Street children are exposed to the different types of violence, abuse and exploitations most of them have to live in the street or any open places in the city. Some of the street children are even involved in different illicit .Activities such and drug mugging, drug selling, sometimes they themselves become addicted to drugs. Street children are from very poor and socio-economically vulnerable families. They do not have level of income to have to have three proper meals; half of them are able to manage only two meals a day which are not nutritionally adequate, therefore majority of the street children are suffering from malnutrition (under weight, stunted, wasted) and related diseases.

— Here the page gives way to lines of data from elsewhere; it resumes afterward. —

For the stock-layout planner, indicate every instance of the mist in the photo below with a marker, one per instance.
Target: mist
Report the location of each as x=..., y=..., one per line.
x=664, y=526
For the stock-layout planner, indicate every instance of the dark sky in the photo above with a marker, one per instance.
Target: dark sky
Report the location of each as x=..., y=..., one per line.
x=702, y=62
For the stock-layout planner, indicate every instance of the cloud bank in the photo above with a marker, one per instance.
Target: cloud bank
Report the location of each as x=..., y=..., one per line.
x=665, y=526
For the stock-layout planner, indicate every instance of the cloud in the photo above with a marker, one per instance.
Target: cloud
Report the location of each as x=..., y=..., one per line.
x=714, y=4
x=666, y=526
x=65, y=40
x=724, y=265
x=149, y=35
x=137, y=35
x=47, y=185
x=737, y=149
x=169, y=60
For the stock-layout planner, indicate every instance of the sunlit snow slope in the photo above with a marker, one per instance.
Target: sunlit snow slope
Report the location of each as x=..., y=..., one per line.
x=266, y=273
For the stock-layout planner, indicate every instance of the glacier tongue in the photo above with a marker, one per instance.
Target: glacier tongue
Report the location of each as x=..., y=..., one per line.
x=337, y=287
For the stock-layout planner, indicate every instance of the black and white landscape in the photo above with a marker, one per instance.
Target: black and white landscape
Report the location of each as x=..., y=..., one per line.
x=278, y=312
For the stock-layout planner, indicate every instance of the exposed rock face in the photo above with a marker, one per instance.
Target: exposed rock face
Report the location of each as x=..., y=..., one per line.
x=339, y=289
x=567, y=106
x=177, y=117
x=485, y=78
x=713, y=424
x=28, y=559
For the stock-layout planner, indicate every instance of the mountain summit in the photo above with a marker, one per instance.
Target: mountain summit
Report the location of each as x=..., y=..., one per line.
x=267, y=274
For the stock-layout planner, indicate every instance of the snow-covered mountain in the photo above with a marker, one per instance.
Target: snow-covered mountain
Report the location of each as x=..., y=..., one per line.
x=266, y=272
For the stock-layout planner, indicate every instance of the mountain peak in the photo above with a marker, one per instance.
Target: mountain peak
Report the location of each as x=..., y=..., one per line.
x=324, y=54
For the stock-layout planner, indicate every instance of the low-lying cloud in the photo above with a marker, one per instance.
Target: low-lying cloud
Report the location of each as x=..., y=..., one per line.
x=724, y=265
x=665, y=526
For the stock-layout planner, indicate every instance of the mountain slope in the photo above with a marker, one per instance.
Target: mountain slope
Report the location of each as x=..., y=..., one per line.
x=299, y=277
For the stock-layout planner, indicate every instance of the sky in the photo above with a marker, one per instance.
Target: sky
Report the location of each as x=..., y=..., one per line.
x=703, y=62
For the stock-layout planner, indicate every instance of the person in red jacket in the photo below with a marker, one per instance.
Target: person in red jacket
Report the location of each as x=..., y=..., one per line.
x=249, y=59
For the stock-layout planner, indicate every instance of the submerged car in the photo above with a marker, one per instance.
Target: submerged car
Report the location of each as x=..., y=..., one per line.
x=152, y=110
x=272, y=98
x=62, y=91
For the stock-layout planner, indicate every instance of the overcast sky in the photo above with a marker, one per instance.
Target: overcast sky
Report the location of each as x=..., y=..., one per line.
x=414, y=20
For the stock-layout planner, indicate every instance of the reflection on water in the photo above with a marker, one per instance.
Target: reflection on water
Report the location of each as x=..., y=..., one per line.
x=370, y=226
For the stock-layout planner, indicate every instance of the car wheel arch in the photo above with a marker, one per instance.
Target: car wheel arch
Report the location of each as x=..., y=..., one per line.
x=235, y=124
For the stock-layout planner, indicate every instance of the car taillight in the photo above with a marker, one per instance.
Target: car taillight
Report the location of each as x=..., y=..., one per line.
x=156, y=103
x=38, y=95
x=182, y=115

Bangladesh has committed to achieve millennium development goals by 2015, which include reduction poverty, malnutrition, and endure education for all children. Street children are the affect of poverty and existence of childhood poverty is the symptom intergenerational transmission of poverty. Government needs to give proper attention to address the issues of street children through designing and implementing street children focused development programmers like supporting street children’s family, special education and vocational training for the street children etc. Social awareness and campaign on child rights could help build critical awareness among the people to support street children. Along with government national and international NGOs and child rights organization should come up with education, health, protection and development programmers to improve the conditions of street children.

Recommendation

It is very clear that the life of street children is very painful and inhuman rather it is cause for human life. This prevailing situation of the street children must be changed and they should be brought into normal life. Otherwise the whole society might be facing great threat of normal life. The following recommendations will be more helpful to ensure proper development and welfare of street children;

To find out the social reasons why do they become a street child and if possible to reduce the causal factors.

They should be rehabilitation and for that a special fund is to be developed by the state and donor agencies.

Their basic needs should be ensured so that they should not run after earning at this age.

They should to be provided with education and vocational education.

Amenities for recreational and health care should be made available for them which will help mental and physical growth.

Their liabilities such as other family members or disabled parents should also be considered and necessary help should be extended.

For all the above suggestions, a total plan of action is to be made by a definite organization which may be a government or volunteer organization and as a matter of fact, that it is the moral obligation for the rich people to extend their hand for such generous act of humanity.